In the Spring of 1987, Mapplethorpe mounted dual exhibitions on opposite coasts of the country. Robert Miller Gallery, in New York, opened a show of photographic constructions of platinum prints on linen and canvas. That show included the now-famous portrait of a pensive Andy Warhol set against black with a white disc floating behind his head and flanked by four panels of light silk. A gorgeous construction set in a frame of the artist’s own design, the piece set the world record at auction for a work by Mapplethorpe, selling for more than $600,000 in 2006. At the same time in San Francisco, Fraenkel Gallery presented Robert Mapplethorpe: Platinum Prints.

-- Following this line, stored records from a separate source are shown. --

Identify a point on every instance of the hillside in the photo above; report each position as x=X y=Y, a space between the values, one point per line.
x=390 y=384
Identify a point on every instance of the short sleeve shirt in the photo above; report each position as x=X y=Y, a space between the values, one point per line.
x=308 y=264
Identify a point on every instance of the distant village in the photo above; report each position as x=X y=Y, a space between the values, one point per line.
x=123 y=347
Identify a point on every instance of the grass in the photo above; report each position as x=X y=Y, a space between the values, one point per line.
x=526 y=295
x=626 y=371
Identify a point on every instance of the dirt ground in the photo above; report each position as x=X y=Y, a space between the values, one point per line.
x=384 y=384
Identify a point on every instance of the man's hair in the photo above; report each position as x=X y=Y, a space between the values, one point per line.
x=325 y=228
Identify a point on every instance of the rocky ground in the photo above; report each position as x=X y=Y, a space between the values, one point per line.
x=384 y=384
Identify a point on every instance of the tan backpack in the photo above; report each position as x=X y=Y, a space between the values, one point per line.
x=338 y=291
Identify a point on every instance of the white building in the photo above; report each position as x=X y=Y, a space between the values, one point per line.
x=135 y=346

Andy Grundberg, in The New York Times, reviewed this new work as follows: ‘For a photograph to succeed in the art world, all the signs this spring suggest, it needs to be an object. And the more elaborate, the better. Robert Mapplethorpe’s photographs … are a case in point. Printed on linen cloth using the archaic platinum process, they are mounted on stretchers, like paintings, and float within frames of thick, black wood. More often than not they are flanked by a panel (sometimes two) of understated but luxurious fabric. The resulting diptychs and triptychs recall Minimalist painting more than they resemble photographs’ (The New York Times, May 3, 1987, p. H29).
Over the past decade, Mapplethorpe had become highly adept at utilizing to great effect the versatility and elegance of the black and white photographic print. His rigorous adherence to restrained compositions and a pursuit of perfectionism in all technical aspects of photography often allowed him to pursue an unconventional subject matter within a highly formalized environment. In 1977, Mapplethorpe had photographed a tattered, thread-bare American flag, at full mast, with the sun positioned directly behind the stars (fig. 1.) Released as a gelatin silver print, it is a searing, hard-edged image, and one made at the beginning of a lengthy period of work focused on the gay male S community.
In the San Francisco exhibition a decade later, his third at Fraenkel Gallery and shown in a city that he had come to love and frequent and known for its open sexual culture, Mapplethorpe presented a stunning, brand-new image of the American flag which seemingly reverses the reading of the image he had made exactly ten years prior. Resplendent in the sun, handsomely erect in the wind and flying at full mast, this image was printed in luscious platinum on exquisite Belgian linen in a beveled, artist-designed, matte-black wooden frame. The flag, shown horizontally, floats above a blanket of clouds and the tops of well-worn mountains in the distance. While the visual elements are nearly identical to the previous image, the emotional resonance is completely different, presenting a vision of classic beauty, professional maturity and personal dignity.
Other prints of this image reside in the permanent collections of The Los Angeles County Museum of Art and The Getty Research Institute Collection, among others.